However, i've been known to register more than 2 digits squeezing a bathroom scale with my hands. ;)

I hate it when some overzealous macho handshaker grips too early and only catches your fingers, then proceeds to wag the **** out of your smashed finger bundle and look at you with a smirk like "yeah I won this round bitch".

Used to happen to me all time. Maybe I'm guilty of a limp fish handshake.
 
I hate it when certain types of people expect me to do a "custom" handshake with fist bumps and a medley of slaps and finger movements. Usually happens when i'm in Detroit, Washington DC, Atlanta and Mississippi. :)

blood hand shake
 
I'm not sure when taking care of a beard and not looking like a cave dwelling child rapist became hipster :flipoff1: :stir: but beard oil and a balm are a must if you have a long beard. Oh...and a long/growing beard does need to be trimmed back and shaped if you want it to look good and not just like someone strapped a raccoon tail across your face. But I do agree that hipsters are the worst and cant shake a hand or change a tire laughing1

Beard oils - you can go tons of ways on this one, there isn't a whole ton to them...don't fall for some overpriced one that claims a bunch of special extra essential oils and vitamins...they are mostly all the same, just with different scents.

Balm - if you are just trying to have something that is shaped a bit and under control this will help to keep it...if you want the wildman looking beard, you dont need it...but if you want it to be somewhat under control, just pick something that has a decent hold and smells good (even though the smell will go away pretty quickly anyway). I like the Honest Amish stuff, but same thing with this one...dont get tricked into buying some hipsterized bullshit. Honest Amish has been around way way way longer than hipsters have.
 
TBItoy said:
I hate it when some overzealous macho handshaker grips too early and only catches your fingers, then proceeds to wag the **** out of your smashed finger bundle and look at you with a smirk like "yeah I won this round bitch".

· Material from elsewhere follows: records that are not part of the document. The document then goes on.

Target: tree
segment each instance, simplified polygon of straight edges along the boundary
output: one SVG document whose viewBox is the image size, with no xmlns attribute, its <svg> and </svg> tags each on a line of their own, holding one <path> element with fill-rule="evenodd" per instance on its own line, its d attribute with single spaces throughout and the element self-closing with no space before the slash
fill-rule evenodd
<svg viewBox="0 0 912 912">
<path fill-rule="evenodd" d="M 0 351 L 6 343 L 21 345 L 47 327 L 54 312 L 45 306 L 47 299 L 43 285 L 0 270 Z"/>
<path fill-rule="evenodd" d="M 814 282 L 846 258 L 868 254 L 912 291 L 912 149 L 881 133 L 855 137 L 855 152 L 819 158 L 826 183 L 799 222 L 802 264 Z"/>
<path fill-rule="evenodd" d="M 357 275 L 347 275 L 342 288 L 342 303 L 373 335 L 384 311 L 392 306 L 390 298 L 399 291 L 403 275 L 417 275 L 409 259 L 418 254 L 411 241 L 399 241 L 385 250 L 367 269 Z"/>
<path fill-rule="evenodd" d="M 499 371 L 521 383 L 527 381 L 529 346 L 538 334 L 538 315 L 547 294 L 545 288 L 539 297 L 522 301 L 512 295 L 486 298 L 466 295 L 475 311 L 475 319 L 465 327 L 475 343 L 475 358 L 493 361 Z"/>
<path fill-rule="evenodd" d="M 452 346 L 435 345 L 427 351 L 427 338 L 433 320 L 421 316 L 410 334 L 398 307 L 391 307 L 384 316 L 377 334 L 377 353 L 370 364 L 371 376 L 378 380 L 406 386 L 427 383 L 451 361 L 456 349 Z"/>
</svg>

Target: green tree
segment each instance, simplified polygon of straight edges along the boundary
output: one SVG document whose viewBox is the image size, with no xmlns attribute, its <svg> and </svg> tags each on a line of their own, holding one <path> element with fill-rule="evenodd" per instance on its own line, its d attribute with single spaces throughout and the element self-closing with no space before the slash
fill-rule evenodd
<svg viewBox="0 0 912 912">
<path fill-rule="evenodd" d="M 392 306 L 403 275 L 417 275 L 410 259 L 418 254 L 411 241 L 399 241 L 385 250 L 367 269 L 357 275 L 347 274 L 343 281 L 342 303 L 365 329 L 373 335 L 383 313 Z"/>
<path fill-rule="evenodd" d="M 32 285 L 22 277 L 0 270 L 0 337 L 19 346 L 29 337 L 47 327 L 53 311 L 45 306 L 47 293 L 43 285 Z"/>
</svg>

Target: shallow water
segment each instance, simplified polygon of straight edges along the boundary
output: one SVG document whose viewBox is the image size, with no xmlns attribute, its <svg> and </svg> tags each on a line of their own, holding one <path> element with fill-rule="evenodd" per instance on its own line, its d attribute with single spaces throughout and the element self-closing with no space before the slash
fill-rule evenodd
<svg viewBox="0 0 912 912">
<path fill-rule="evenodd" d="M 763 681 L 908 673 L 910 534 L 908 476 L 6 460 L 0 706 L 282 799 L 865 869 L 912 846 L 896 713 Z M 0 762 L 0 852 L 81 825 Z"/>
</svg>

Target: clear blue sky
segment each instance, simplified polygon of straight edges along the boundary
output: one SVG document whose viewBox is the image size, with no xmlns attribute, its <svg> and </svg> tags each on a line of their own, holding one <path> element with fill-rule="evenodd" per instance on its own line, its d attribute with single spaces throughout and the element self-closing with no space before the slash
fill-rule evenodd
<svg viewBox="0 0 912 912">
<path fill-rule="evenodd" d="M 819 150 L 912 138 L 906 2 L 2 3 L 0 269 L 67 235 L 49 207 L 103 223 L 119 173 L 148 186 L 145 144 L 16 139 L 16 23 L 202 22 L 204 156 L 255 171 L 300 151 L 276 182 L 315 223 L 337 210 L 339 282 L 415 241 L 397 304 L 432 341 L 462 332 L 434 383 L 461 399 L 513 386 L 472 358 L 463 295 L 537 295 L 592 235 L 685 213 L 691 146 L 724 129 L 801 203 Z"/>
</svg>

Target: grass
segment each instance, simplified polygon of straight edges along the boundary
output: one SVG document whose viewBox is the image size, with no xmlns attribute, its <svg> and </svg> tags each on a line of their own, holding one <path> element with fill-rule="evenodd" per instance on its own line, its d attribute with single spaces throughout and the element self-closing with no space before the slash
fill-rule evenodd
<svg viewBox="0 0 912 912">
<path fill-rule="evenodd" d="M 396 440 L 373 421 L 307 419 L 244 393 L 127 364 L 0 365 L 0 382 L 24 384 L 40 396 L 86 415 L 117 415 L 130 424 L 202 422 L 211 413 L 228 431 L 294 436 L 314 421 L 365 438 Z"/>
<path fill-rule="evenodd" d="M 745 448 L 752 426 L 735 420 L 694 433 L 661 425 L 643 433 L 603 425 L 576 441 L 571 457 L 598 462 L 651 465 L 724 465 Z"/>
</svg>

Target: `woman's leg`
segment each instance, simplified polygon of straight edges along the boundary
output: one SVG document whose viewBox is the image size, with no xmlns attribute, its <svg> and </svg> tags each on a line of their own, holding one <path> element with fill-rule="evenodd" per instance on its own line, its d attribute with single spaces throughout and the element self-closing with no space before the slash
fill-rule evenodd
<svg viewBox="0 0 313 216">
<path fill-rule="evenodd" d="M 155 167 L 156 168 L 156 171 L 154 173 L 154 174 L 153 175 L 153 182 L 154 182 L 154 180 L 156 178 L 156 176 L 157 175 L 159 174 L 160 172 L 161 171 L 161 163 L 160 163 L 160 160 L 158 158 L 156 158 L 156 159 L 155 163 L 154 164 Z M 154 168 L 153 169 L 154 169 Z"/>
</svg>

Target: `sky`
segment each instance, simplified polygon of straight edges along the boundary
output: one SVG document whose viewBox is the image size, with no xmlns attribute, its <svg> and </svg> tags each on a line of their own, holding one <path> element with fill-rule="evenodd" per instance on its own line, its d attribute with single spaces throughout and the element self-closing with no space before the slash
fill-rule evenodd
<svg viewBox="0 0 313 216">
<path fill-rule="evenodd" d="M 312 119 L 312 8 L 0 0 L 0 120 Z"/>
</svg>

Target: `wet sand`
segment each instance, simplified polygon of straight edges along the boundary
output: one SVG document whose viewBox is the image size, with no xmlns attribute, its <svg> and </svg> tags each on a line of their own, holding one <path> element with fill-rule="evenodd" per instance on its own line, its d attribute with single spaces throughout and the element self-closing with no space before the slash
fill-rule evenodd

Used to happen to me all time. Maybe I'm guilty of a limp fish handshake.
I wasn't gonna say anything. But, if the shoe fits.
 
tonybolton said:
Most of the limp fish handshakes i've gotten were from Northerners......not stereotyping, jus sayin'. :)

However, i've been known to register more than 2 digits squeezing a bathroom scale with my hands. ;)
I don't think we have ever shook hands. But I don't have a limp hand shake either.